Kristina è una fotografa “amatoriale”, con una speciale attenzione rivolta al mondo ultras. Di questo microcosmo a Kristina interessano il senso di identità, il gesto virile, un certo afflato “cavalleresco”. In un mondo, quale quello del calcio, in cui a dettare l’agenda sono sempre più gli interessi economici spersonalizzanti, un certo ambiente ultras (soprattutto quello dell’Est o delle serie “minori”) rappresenta ancora una resistenza ideale e di stile. Non c’è alcuna esaltazione della violenza becera o prepotente. C’è l’attenzione alla passione viscerale, profonda che ogni ultras prova per i colori della propria città. C’è la descrizione del gesto fisico, “maschio”, leale.
Il calcio come metafora della vita e di determinate concezioni del mondo che vanno scomparendo.

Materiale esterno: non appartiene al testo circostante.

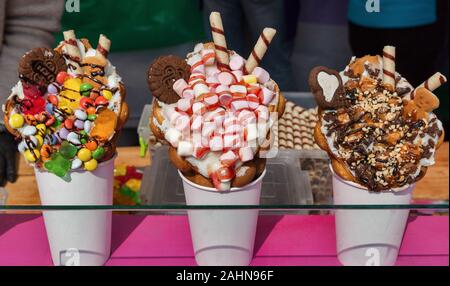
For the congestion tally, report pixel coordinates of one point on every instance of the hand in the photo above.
(8, 162)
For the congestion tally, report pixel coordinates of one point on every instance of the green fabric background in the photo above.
(136, 24)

E di “appartenenze” costantemente negate, nella vita di tutti i giorni, che nella maglia e nella bandiera della squadra cittadina trovano una metafora importante. Negli scatti di Kristina c’è uno sguardo poetico, “puro”. E anche una certa malinconica nostalgia. Basti vedere le foto negli stadi ormai abbandonati. Gli spalti invasi dalla vegetazione. Il senso di quiete e di pace, nella solitudine scandita dal cielo infinito. Nello “sguardo” della macchina fotografica di questa incredibile lituana c’è il senso “residuo” di un mondo alla sua fine. Di una sfrontata e caparbia opposizione ai (dis)valori imperanti del “politicamente corretto” a cui tutti coloro che amano in modo esagerato il proprio club oppongono la fratellanza, l’irriverenza, il combattimento schietto, faccia a faccia. Ottenendo, spesso, solo una stigmatizzazione superficiale. In una società che condanna senza appello ogni volontà di identitarismo ed educa, sin dalla scuola, al rifiuto delle proprie radici, alla pretesa del soddisfacimento di ogni capriccio individuale ( non importa quanto assurdo ), alla resa, alla delazione, alla delega costante di fronte alle proprie responsabilità, all’emotività esasperata, al piagnisteo.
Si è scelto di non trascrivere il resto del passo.